La agencia brasileña antimonopolio, CADE, aprobó la adquisición por parte de la belga Fluxys de la participación de 33,33% de Total Gas & Power Brasil, en en BBPP Holdings, que posee el 29% de Transportadora Brasilera Gasoducto Bolivia-Brasil (TBG), según reporte medios especializados del país vecino.

La decisión se publicó el lunes en el Diario Oficial.

De acuerdo al portal Bnamericas, Fluxys ya poseía el 66,66% de las acciones deBBPP Holdings y una cuota de 8% en TBG que anteriormente era propiedad de EIG Global Partners, la cual adquirió en diciembre de 2020.

Eso significa que ahora poseerá el 37% de TBG.

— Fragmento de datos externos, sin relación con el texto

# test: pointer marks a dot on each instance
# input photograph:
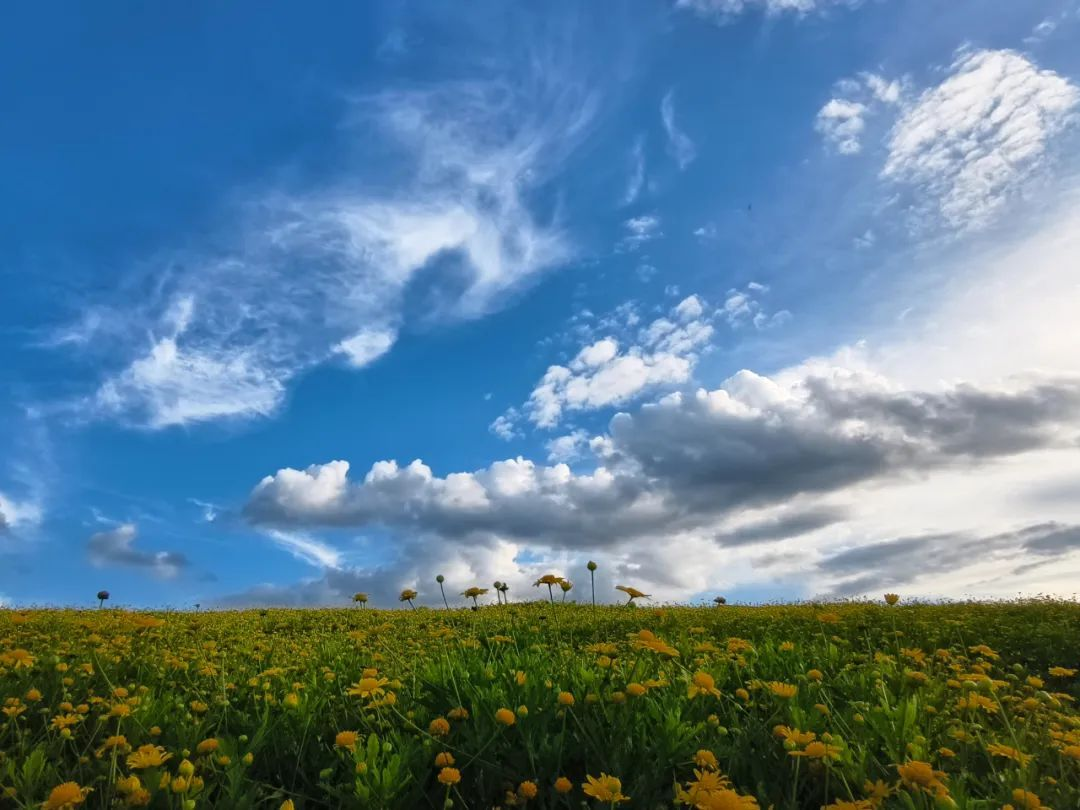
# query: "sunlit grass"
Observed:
(548, 704)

La empresa belga, según describe este sitio, se centra en proyectos de infraestructura de gas, tiene como principales accionistas a Publigas y Caisse de Dépôt et Placement du Québec (CDPQ), que poseen participaciones respectivas de 77,45% y 19,88%.

Total Gas & Power es 100% propiedad de Total, petrolera francesa que posee activos de exploración y producción de petróleo y gas y proyectos de energía renovable en Brasil. Actualmente la compañía negocia un contrato de suministro de GNL con Compass, parte del grupo Cosan.

TGB opera una red de gasoductos de 2.600km (Gasbol) que traslada gas desde Bolivia hacia Brasil. Actualmente está bajo el control de la estatal brasileña Petrobras, cuya participación de 51% está a la venta.

La estatal boliviana YPFB posee el 12% restante.

“Considerando que Fluxys no tiene otras actividades en Brasil además de la participación en TBG, el acuerdo propuesto no redundará en una superposición horizontal ni una integración vertical entre las partes”, dijo CADE en su fallo sobre la transacción.

El acuerdo llega en un momento en que Petrobras ha estado buscando compradores para su participación de 51% en TBG, luego de informar en diciembre del inicio de un proceso competitivo para la venta del activo, en medio de un amplio programa de desinversiones.